Frau Prof. Dr. Seiderer-Nack: „Nicht jedes Verhütungsmittel ist für jede Patientin geeignet. Die Pille ist eines der sichersten Verhütungsmittel und die einfache Anwendung sehen gerade junge Patientinnen als Vorteil. Der Wirkstoff wird oral eingenommen und gelangt dann über den Dünndarm in den Blutkreislauf, wodurch die empfängnisverhütende Wirkung gegeben ist. Bei CED-Betroffenen gibt es aber einige Besonderheiten, die beachtet werden müssen: Durchfall, eine beschleunigte Magenpassage, das Befallsmuster der Erkrankung und die Stärke der Entzündung können die Wirkstoffaufnahme reduzieren oder verhindern und so die Wirkung der Pille mindern bzw. sie wirkungslos machen. Inwieweit die Pille für eine CED-Betroffene geeignet ist, muss individuell entschieden werden und zusätzlich mit dem behandelnden Gynäkologen bzw. der behandelnden Gynäkologin geklärt werden. Außerdem besteht, wie auch bei anderen hormonellen Verhütungsmethoden die Möglichkeit einer Thrombose.“

Frage: Und wie sieht es mit Ovulationshemmern in Form eines Rings oder Pflasters aus?

Frau Prof. Dr. Seiderer-Nack: „Das kann für manche Patientinnen eine gute Alternative sein. Generell sollte man, wie gerade schon angesprochen, bei hormonellen Verhütungsmitteln jedoch beachten, dass diese mit einem erhöhten Thromboserisiko einhergehen können. Auch für CED-Betroffene kann aufgrund ihrer Grunderkrankung ein erhöhtes Thromboserisiko bestehen.“ 

Frage: Das klingt, als würde die CED-Therapie die Wahl des Verhütungsmittels einschränken…
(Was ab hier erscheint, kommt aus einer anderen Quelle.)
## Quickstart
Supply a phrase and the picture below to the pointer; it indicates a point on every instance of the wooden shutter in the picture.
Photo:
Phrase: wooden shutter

Frau Prof. Dr. Seiderer-Nack: „Das kann man nicht allgemein formulieren. Bei der medikamentösen Behandlung einer Grunderkrankung wie CED, muss immer berücksichtigt werden, dass der verabreichte Wirkstoff zur Therapie der CED bestimmte Organe beeinträchtigen kann. Ein Verhütungsmittel kann unter Umständen ein Organ wie die Leber zusätzlich belasten oder sich negativ auf die Knochendichte auswirken. Das alles spielt bei der Wahl des Verhütungsmittels eine Rolle und muss bei jeder Patientin individuell berücksichtigt werden. Insbesondere wenn die hormonelle Verhütung in einer bestimmten Krankheitsphase zu einer zusätzlichen Belastung wird, ist es wichtig, den Patientinnen Alternativen aufzuzeigen. In jedem Fall sollten auch sexuell übertragbare Krankheiten und der Schutz vor ihnen Teil des Gesprächs sein.“

Frage: Bei der Verhütung sollten ja beide Partner ihren Anteil haben…

Frau Prof. Dr. Seiderer-Nack: „Das stimmt. Eine Beratung über Verhütungsmethoden sollte als eine partnerschaftliche Aufgabe gesehen und die Entscheidung über die Art der Methoden von beiden Partnern gemeinschaftlich getroffen werden.“

Vielen Dank Frau Prof. Dr. Seiderer-Nack für dieses Gespräch.